I've tried to make all the anecdotes and advice in The Twitch Playbook completely authentic, but I also try to force you into action as often as I can. That's because you can't truly understand what I'm talking about in many of these entries if you don't actually start streaming. If you try to stream after absorbing all 40 entries, the sheer weight of trying to take all my insights and tips into account could cripple you. This is because you have no foundation on which to base them. In short, if you've been listening to all these entries but still haven't started streaming regularly on your channel, here's the best advice I can give: Do a stream right now, and forget everything I've taught you. Only after you've streamed several times will you start to truly understand which advice in this playbook might be useful to you, and your specific style.
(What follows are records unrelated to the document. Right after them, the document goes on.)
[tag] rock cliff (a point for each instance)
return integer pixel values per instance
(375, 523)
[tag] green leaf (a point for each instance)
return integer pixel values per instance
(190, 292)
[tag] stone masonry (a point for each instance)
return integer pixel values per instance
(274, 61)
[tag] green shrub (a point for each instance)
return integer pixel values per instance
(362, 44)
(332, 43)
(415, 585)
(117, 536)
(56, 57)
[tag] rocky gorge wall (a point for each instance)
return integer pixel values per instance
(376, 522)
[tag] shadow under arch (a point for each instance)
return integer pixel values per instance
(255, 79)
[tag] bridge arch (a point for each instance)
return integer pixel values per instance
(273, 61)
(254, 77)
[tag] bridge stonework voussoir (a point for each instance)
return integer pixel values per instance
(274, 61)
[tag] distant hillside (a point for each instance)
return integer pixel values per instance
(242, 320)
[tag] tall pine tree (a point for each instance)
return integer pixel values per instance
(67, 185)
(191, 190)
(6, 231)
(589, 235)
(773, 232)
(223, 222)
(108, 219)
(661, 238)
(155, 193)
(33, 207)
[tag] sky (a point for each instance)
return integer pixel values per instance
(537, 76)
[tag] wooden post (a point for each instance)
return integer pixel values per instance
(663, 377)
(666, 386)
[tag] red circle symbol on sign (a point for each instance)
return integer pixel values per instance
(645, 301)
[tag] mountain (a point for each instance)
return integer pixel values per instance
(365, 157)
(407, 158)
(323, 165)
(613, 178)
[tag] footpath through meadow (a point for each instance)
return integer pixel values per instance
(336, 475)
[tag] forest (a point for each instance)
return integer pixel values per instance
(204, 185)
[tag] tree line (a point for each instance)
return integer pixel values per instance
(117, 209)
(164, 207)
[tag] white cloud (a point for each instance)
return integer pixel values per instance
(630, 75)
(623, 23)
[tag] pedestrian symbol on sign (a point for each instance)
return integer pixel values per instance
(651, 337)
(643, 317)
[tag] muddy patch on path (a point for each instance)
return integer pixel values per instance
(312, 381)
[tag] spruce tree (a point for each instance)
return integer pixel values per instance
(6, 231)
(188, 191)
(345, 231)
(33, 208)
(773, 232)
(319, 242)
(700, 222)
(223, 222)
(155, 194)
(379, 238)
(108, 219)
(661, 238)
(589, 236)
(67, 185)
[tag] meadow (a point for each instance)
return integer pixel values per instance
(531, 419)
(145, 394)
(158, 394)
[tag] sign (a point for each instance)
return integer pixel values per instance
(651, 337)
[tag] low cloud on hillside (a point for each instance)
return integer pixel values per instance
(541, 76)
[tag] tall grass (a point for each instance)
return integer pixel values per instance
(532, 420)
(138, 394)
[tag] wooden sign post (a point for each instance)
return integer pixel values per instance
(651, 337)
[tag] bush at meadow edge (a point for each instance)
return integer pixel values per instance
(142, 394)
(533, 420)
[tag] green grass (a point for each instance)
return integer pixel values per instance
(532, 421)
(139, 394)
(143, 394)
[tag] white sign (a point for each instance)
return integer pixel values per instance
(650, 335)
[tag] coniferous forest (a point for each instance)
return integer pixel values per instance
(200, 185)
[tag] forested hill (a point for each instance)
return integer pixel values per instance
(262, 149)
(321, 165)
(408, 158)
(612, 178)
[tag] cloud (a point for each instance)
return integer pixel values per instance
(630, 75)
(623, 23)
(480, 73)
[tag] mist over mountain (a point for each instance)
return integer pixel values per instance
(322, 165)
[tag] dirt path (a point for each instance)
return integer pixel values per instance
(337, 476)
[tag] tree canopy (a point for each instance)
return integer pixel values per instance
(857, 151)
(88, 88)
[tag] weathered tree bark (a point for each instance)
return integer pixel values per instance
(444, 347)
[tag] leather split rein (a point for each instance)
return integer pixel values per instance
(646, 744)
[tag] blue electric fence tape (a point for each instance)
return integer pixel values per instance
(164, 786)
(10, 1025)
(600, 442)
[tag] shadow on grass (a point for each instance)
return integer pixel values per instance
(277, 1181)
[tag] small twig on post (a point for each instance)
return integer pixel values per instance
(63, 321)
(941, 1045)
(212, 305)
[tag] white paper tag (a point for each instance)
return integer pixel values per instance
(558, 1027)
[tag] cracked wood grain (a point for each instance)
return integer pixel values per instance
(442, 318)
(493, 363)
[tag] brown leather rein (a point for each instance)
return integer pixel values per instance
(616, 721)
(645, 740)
➢ THE LONG AND WINDING ROAD


Before they ever appeared on The Ed Sullivan Show,
The Beatles had performed for thousands of combined
hours on stage.
Did you know that all four members of The Beatles, the most influential rock band in music history, didn't know how to write or even read musical notation? How is it possible that so much genre-defining art could come from a group of people who didn't even know one of the basic prerequisites of their craft?

There's a famous story about how John Lennon and Paul McCartney, who had already been performing together, took a bus across Liverpool only because they heard about a guy who could teach them the "B7" chord on guitar. After seeing it, playing it a few times, and memorizing it, they went back home with one more piece of the puzzle figured out. This is the ultimate example of stacking knowledge- they didn't wait until they had learned everything about their subject before they started working hard at it. They loved their craft so much that they didn't mind getting on stage and being uninformed, or even downright bad. They just wanted to play music, and extra bits of knowledge were welcome only when they could help with that singular goal.

The Beatles would play at nightclubs on stage for 5-6 hours per night, seven days per week, for hundreds and hundreds of underground performances. Malcolm Gladwell famously estimates that they had clocked 10,000 hours of live performance before they ever recorded their first album in 1963. Experience is always what matters, and you'll never accomplish your dreams if you never start putting them into action.


➢ STACK KNOWLEDGE BETWEEN EXPERIENCES


If you're at home right now, please... do yourself a favor and start streaming. If you're at work, or out of the house, commit to doing your first show when you get home. If you feel yourself coming up with an excuse about not owning the necessary equipment, see the entry Start Your Twitch Channel with NO MONEY. There is no acceptable excuse. Your first stream will be scary, you won't be able to do the exact show you'd like to do, and it will probably turn out badly, but don't let that stop you. Keep going, pay attention to what can be improved, and you'll start to enjoy the upward climb.

The reason you should stream before you're ready is that you'll never actually be 'ready' to stream. There's always one more thing you could know about, one more piece of equipment you could buy, one more piece of inspiration to get you motivated. Gaining knowledge is important, but stockpiling insights without taking action only makes you feel productive while getting nothing tangible done. When you stack bricks of knowledge between bricks of experience, you'll be surprised how quickly you're able to build something amazing.